“What’s that got to do with it?”

I said, “The police haven’t put all the pieces of the jigsaw puzzle together yet, but when they do, this is the way the picture will look. You had a slick scheme to rob your husband of his triumph. Nostrander was mixed up in that scheme. So was Roberta Fenn. Roberta didn’t know the details. Nostrander did. He’s the one who thought the whole thing up.”
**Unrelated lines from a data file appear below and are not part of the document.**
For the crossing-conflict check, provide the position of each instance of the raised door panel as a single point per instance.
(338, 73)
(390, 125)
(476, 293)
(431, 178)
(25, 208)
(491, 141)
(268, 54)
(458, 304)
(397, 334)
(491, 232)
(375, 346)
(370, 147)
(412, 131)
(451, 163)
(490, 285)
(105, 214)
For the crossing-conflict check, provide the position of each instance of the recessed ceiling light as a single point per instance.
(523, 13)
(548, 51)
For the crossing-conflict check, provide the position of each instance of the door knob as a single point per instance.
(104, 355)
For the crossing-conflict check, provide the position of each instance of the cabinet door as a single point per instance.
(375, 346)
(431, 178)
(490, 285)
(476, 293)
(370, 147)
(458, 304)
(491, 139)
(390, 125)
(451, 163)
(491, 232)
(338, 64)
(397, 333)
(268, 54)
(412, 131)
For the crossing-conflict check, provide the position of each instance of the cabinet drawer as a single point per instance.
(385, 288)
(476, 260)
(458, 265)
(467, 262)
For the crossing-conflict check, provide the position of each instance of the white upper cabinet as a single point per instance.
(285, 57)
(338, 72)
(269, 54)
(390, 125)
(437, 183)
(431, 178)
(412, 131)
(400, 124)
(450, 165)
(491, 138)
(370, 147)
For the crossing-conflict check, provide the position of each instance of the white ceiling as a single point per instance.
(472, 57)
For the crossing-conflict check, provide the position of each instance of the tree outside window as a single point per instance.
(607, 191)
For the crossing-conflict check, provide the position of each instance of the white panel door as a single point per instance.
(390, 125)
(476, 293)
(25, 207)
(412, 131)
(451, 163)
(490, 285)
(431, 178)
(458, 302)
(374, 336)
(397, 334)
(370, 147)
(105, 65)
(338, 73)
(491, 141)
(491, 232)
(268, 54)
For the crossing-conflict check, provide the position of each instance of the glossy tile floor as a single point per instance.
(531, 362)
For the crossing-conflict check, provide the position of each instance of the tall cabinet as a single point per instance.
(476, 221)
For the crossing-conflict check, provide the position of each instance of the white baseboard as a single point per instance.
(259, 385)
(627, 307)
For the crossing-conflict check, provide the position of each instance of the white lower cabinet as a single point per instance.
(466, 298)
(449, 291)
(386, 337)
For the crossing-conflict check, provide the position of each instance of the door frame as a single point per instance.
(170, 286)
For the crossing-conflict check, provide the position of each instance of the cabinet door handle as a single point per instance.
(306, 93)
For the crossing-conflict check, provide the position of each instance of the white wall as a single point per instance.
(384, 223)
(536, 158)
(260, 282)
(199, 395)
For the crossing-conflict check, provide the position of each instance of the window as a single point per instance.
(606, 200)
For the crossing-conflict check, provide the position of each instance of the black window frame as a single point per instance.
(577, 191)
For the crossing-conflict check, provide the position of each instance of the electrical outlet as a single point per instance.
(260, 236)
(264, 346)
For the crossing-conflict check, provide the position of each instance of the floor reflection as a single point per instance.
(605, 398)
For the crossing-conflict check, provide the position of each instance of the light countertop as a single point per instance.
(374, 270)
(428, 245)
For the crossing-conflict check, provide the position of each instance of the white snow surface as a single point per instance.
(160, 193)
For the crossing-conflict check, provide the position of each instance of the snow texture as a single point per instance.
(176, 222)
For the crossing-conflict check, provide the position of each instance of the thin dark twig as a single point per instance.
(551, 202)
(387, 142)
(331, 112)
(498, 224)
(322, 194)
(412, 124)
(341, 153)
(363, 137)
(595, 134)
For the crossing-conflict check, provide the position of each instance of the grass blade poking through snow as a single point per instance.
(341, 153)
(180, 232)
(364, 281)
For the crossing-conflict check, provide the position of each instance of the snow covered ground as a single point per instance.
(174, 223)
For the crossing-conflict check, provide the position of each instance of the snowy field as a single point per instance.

“It was a swell scheme. It worked like a charm. Your husband should have been thrown into such a panic that he’d start paying through the nose. But your husband happens to be made of a little sterner stuff. He came on to New Orleans to investigate. He got in touch with the process server who served the papers. He’ll probably get in touch with private detectives, if he hasn’t a staff of them in New Orleans already. He’d have found out about Nostrander. Nostrander would have been the key witness. If Nostrander was put on the carpet, on a charge of conspiracy, he might talk. If he talked, you’d lose a lot of money. If he didn’t talk, you stood to make a big shakedown. There was one way of insuring Nostrander’s silence. That was with a thirty-eight caliber bullet right in the middle of the heart. Better women than you have succumbed to less urgent temptations.”

She said, “You’re crazy.”

I said, “That’s the way the police are going to reason.”

She glanced almost helplessly at Roberta Fenn.

“Now then,” I said, “suppose you tell me just how you became acquainted with Archibald C. Smith, and why you happened to give him a letter to Roberta.”

There seemed to be genuine surprise on her face. “Smith! Good heavens, what’s that old fossil got to do with it?”

“That’s what I want to know.”

“Now I know you’re crazy. He hasn’t anything to do with it.”